# Service und Support > Testforum >  archivieren von Nachrichten

## adam 60

Hallo mal,
wieder mal im Blindflug unterwegs,
meine Ordner Nachrichten ist bald voll,wie kann ich die Nachrichten archivieren ?
ich möchte sie halt noch nicht löschen.

Adam

----------


## Harald_1933

Moin Adam,

wie eben schon telefonisch erläutert, könntest Du die eingegangenen oder ausgesandten PNs nach und nach kopieren und im PC auf einen Ordner ablegen. Bitte, nicht vergessen, die kopierten PNs danach im Forum zu löschen, damit der für Dich vorgesehene Briefkasten (maximal 100 PNs) nicht überläuft, also keine weiteren PNs mehr aufnehmen kann. Viel Spaß bei der Selektion der wichtigsten PNs.

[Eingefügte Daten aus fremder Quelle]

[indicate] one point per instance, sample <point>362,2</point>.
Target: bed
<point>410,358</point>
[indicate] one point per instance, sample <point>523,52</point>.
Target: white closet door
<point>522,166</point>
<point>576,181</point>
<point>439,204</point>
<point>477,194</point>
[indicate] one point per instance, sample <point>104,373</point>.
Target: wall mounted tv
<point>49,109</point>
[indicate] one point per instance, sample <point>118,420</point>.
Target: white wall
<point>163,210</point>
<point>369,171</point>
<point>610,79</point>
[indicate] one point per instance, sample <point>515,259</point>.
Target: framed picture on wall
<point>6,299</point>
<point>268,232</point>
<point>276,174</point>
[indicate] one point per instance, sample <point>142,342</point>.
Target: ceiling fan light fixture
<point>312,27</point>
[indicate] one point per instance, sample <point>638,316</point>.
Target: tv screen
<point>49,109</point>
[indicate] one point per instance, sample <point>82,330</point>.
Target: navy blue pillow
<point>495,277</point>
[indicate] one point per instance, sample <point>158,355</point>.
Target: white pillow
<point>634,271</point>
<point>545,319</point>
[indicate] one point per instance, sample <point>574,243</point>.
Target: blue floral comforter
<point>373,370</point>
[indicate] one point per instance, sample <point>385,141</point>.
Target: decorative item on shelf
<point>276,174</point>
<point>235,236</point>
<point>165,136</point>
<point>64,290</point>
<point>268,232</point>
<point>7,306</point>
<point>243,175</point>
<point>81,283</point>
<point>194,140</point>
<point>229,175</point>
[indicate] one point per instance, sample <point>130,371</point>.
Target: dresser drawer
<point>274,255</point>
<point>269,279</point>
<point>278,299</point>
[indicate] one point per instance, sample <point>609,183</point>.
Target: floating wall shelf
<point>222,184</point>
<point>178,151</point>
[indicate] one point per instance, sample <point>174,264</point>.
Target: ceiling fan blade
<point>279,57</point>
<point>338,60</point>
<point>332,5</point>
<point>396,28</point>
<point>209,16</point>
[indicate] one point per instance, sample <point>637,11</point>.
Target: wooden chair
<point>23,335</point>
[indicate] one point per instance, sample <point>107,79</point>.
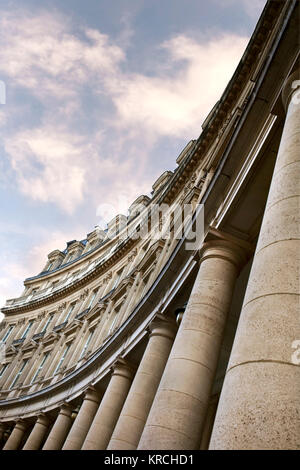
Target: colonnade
<point>163,403</point>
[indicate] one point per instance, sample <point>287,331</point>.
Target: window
<point>19,373</point>
<point>62,359</point>
<point>27,329</point>
<point>7,334</point>
<point>40,367</point>
<point>50,266</point>
<point>86,344</point>
<point>118,276</point>
<point>47,323</point>
<point>3,369</point>
<point>92,298</point>
<point>71,308</point>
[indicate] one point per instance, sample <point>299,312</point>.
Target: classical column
<point>60,429</point>
<point>135,411</point>
<point>109,410</point>
<point>37,434</point>
<point>14,440</point>
<point>259,406</point>
<point>83,420</point>
<point>179,408</point>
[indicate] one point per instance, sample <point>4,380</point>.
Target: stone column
<point>109,410</point>
<point>135,411</point>
<point>83,420</point>
<point>2,434</point>
<point>37,434</point>
<point>260,401</point>
<point>179,408</point>
<point>60,429</point>
<point>14,440</point>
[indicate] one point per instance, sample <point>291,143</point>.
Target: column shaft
<point>83,421</point>
<point>179,408</point>
<point>259,406</point>
<point>14,440</point>
<point>109,410</point>
<point>37,434</point>
<point>59,430</point>
<point>135,411</point>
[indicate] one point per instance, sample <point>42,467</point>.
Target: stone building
<point>126,341</point>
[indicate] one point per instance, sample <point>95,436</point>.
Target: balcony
<point>82,314</point>
<point>16,342</point>
<point>38,336</point>
<point>60,326</point>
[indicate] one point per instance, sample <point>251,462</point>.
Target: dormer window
<point>27,330</point>
<point>7,334</point>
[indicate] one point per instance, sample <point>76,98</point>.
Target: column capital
<point>162,326</point>
<point>42,419</point>
<point>225,249</point>
<point>21,424</point>
<point>91,394</point>
<point>65,409</point>
<point>291,86</point>
<point>123,368</point>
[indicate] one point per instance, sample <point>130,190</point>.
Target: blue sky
<point>101,97</point>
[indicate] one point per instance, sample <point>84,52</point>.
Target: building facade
<point>137,338</point>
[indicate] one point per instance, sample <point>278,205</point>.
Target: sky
<point>101,97</point>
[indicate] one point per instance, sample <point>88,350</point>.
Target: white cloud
<point>57,161</point>
<point>253,8</point>
<point>49,165</point>
<point>42,54</point>
<point>177,103</point>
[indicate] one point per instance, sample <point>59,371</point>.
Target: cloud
<point>49,165</point>
<point>253,8</point>
<point>42,53</point>
<point>177,103</point>
<point>98,123</point>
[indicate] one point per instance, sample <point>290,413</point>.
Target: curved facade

*"Mach' dir keine Sorgen wegen deiner Schwierigkeiten mit der Mathematik. Ich kann dir versichern, dass meine noch größer sind"*
(Albert Einstein)

Gruß Harald

----------


## adam 60

na dann,
Danke mal,auch für die Thailand Info
regnerische Grüsse
Adam

----------


## adam 60

> meine Ordner Nachrichten ist bald voll,wie kann ich die Nachrichten archivieren ?


funktionierts ?

----------


## adam 60

> funktionierts ?


geht doch !!!!

----------


## adam 60

test 1  21.9.-13.20 uhr

----------